2 min read

Car crash stats revisited: My measurement errors

Last week, I created revised versions of graphs of car crash statistics by state (including an interactive version), from a post by Mona Chalabi at 538.

Since I was working on those at the last minute in the middle of the night, to be included as an example in a lecture on creating effective figures and tables, I just read the data off printed versions of the bar charts, using a ruler.

I later emailed Mona Chalabi, and she and Andrew Flowers quickly posted the data to github.com/fivethirtyeight/data. (That repository has a lot of interesting data, and if you see data at 538 that you’re interested in, just ask them!)

I was curious to look at how I’d done with my measurements and data entry. Here’s a plot of my percent errors:

Percent measurement errors in Karl’s car crash stats

Not too bad, really. Here are the biggest problems:

  • Mississippi, non-distracted: off by 6%, but that corresponded to 0.5 mm.

  • Rhode Island and Ohio, speeding: off by 40 and 35%, respectively. I’d written down 8 and 9 mm rather than 13 and 14 mm.

  • Maine and Indiana, alcohol: wrote 15.5 and 14.5 mm, but typed 13.5 and 13 mm.
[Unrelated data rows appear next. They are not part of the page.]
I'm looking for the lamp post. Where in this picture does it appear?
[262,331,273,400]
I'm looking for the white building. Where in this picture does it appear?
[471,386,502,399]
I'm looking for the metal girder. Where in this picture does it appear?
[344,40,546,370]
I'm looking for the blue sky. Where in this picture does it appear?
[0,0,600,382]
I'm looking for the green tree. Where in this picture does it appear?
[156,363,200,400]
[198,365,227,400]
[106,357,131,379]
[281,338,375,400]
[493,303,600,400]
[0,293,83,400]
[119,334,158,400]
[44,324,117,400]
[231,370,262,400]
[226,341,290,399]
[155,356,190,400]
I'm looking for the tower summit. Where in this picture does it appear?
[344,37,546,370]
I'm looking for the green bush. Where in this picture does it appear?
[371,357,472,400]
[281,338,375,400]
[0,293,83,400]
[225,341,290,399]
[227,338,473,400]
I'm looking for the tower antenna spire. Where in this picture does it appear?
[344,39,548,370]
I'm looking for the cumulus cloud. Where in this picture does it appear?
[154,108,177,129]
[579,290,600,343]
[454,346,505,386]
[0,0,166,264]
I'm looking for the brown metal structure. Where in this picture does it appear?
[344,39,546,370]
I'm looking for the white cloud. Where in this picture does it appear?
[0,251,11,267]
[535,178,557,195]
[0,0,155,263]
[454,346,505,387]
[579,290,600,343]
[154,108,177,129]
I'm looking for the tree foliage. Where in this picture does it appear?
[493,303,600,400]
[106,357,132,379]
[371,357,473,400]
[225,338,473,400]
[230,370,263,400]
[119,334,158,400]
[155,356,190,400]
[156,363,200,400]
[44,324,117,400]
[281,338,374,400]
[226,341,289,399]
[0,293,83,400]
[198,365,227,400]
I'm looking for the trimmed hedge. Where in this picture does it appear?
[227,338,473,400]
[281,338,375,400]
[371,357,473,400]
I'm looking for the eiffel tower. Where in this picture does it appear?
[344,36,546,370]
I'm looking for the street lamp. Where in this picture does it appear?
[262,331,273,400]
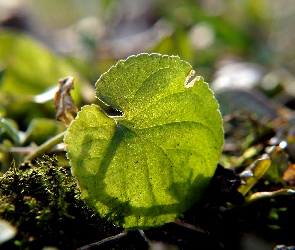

In the former, I think I just misinterpreted my writing; in the latter, I think I wrote the number for the state below (Iowa).

It’s also interesting to note that my “total” and “non-distracted” were almost entirely under-estimates: probably an error in the measurement of the overall width of the bar chart.

Also note: @brycem had recommended using WebPlotDigitizer for digitizing data from images.